Bandwidth Continues to Climb
Demand for bandwidth by enterprises and service providers has been growing at 60% and 100% per year, respectively. This has led major transport providers to upgrade their optical backbones networks to as high as 40 Gbps, and many optical carriers including Level 3 have deployed 10 Gbps LAN- PHY Ethernet interfaces, which offer bandwidth at significantly lower cost compared with OC-192. Verizon Business and AT&T have also both added 10 Gigabit Ethernet interfaces in the past year.

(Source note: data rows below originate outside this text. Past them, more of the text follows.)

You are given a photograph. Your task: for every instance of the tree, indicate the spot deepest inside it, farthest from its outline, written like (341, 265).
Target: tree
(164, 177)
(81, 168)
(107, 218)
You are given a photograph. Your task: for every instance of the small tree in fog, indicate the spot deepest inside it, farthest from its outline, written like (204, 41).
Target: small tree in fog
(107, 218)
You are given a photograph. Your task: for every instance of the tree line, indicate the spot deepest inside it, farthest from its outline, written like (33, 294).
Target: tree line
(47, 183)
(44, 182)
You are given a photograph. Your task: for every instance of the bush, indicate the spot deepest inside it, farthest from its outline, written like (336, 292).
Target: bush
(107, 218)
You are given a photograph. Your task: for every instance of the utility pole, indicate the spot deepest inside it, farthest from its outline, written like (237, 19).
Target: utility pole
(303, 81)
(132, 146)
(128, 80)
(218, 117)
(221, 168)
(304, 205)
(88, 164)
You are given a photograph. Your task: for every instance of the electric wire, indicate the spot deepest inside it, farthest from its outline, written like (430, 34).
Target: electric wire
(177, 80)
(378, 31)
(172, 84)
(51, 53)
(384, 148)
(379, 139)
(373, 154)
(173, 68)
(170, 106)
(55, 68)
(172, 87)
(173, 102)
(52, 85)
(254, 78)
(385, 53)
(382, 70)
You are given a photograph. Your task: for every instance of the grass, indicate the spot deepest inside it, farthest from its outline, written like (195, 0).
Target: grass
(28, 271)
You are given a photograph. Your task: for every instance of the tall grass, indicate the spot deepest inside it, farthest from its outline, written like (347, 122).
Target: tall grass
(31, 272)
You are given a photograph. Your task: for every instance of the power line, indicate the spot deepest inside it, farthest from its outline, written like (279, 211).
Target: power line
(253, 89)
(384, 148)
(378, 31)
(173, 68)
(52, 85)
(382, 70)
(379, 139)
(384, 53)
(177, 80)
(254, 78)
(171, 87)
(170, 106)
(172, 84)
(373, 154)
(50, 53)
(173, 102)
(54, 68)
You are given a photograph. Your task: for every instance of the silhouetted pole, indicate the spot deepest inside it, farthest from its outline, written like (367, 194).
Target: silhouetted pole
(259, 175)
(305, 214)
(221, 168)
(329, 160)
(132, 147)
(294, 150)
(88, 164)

Quality of Service (QoS) for Business Ethernet
Customers expanding the use of Ethernet as a comprehensive business network service will want some ability to prioritize real-time and mission-critical traffic, and the growing business use of VoIP is leading to increased demand for QoS to ensure that real-time traffic be given absolute priority. QoS for Ethernet, once rare, is becoming more common, although approaches vary from Layer 2 traffic separation and prioritization (using P-bit marking or MEF 10.1) to Layer 3 packet differentiation (IP DiffServ), the latter being most common on the VPLS (Ethernet over MPLS).
Increasing Competition
In recent years, RBOCs, IXCs, CLECs and cable MSOs have expanded their Ethernet portfolios into more markets where they have metro fiber. In addition, a newer generation of small service providers such as Masergy and Reliance (Yipes) have made inroads into large corporate accounts by providing sophisticated wide area networking services based on VPLS as a next-generation alternative to frame relay and ATM, using leased local access lines to reach customers. At the low-end of the market, the cable MSOs rollout of low-speed Ethernet over their extensive HFC networks will pose a significant threat to the incumbents installed base of T1/frame relay circuits.